Consistent with the notion of a direct role for the RodA protein in cell wall elongation, depletion of rodA in a mutant lacking class A PBPs results in growth arrest. However, the rounded phenotype characteristic of rodA mutants of both B. subtilis and E. coli, did not emerge. We interpret this to support the idea that RodA is essential for the cell elongation process and that in its absence the class A PBPs manufacture PG in an uncontrolled manner, leading to the rounded phenotype. This is reminiscent of our previous finding that in mreB mutants of B. subtilis delocalization of PBP1A is responsible for the cell wall bulging that leads to lysis20. It seems unlikely that this loss of growth could be attributed to loss of flippase activity, given that B. subtilis has multiple flippases of the MurJ family and an alternative flippase in Amj15. It thus appears that RodA (and possibly FtsW during cell division) are the key GTases responsible for controlled (morphogenic) wall synthesis. The role of the class A PBPs may be to provide bulk PG synthesis when wall synthesis is damaged or perturbed, or to increase the overall growth rate of cells. Altogether, this would be a paradigm shifting change in our thinking about the roles of PBPs in cell wall synthesis.
If RodA and the other SEDS proteins do indeed turn out to be GTases, they may represent one of the most important new antibiotic targets discovered in several decades. The genes are very widely conserved and essential for growth and viability under normal conditions. The crucial advantages of these kinds of proteins as targets for antibiotics lies in their availability on the outer surface of the permeability barrier imposed by the cytoplasmic membrane, and on the absence of equivalent functions in humans. Furthermore, inhibitors with only a single lethal protein target tend to suffer from problems of resistance, which is another reason why dual targeting fluoroquinolones and muti-targeting β-lactams have been so successful. Assuming that RodA and FtsW are both GTases, it may be possible to obtain inhibitors of both, and thus achieve dual lethal targeting. Indeed, we have not excluded the possibility that 654/A has some activity on FtsW. Finally, the existence of a naturally occurring bioactive compound that targets RodA reinforces the notion that these proteins are crucial for cell viability and fitness, and the compound may provide a rich new source of starting points for future antibiotics.
Methods
Bacterial strains, plasmids, primers and growth conditions
The bacterial strains, plasmid constructs and primers for PCR analysis in this study are shown in Supplementary Data Table 2. DNA manipulations were carried out using standard methods.

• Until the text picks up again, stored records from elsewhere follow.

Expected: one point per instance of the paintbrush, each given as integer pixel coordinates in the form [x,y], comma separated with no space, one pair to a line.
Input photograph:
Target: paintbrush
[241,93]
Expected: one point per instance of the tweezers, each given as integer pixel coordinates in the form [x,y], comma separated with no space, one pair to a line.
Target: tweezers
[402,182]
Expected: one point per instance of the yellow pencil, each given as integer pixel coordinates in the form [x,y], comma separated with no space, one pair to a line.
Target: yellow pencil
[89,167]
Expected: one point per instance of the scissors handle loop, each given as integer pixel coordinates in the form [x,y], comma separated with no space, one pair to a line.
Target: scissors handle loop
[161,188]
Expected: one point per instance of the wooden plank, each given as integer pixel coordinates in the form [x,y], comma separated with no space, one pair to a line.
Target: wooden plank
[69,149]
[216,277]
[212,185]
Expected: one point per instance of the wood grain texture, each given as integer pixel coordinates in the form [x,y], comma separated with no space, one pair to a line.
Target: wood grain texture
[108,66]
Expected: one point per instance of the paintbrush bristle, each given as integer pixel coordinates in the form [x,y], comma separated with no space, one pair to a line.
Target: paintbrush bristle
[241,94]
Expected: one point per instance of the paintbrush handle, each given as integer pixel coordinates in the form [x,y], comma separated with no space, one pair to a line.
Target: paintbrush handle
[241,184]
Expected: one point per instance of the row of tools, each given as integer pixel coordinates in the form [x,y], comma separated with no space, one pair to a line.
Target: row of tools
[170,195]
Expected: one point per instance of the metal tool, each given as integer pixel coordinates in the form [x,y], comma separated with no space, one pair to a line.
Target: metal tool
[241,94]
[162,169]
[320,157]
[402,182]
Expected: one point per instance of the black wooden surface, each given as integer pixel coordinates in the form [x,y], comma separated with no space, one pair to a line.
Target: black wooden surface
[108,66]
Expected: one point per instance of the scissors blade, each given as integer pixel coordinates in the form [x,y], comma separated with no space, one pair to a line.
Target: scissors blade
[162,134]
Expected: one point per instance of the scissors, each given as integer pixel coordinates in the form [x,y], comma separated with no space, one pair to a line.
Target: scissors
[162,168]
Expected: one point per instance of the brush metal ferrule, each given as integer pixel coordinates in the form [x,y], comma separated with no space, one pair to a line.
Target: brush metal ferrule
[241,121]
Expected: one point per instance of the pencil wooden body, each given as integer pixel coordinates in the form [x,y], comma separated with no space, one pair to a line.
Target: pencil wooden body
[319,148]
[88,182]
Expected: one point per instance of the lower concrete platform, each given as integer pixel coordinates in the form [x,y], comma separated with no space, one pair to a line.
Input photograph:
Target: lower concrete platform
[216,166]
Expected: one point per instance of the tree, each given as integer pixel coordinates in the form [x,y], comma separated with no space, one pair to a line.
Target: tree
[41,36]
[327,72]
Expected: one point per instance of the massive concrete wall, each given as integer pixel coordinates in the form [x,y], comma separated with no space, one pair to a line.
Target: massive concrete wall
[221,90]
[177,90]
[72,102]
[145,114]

Nutrient agar (Oxoid), LB or Difco antibiotic medium 3 (PAB) plates were used for growth on solid medium supplemented, as required, with MSM (0.5 M sucrose, 20 mM maleic acid and 20 mM MgCl2), IPTG or xylose at 30 or 37°C. Liquid cultures of Bacillus strains were grown at 30 or 37° C in LB medium or nutrient broth (NB, Oxoid) with MSM at 37° C. For genetic selections, antibiotics were added to media at the following concentrations: 100 μg/ml ampicillin, 1 μg/ml erythromycin, 2 or 5 μg/ml kanamycin (or 15 μg/ml with 20 mM Mg++), 50 μg/ml spectinomycin and 5 μg/ml chloramphenicol. Citrox was obtained from Citrox Ltd, Middlesbrough, UK.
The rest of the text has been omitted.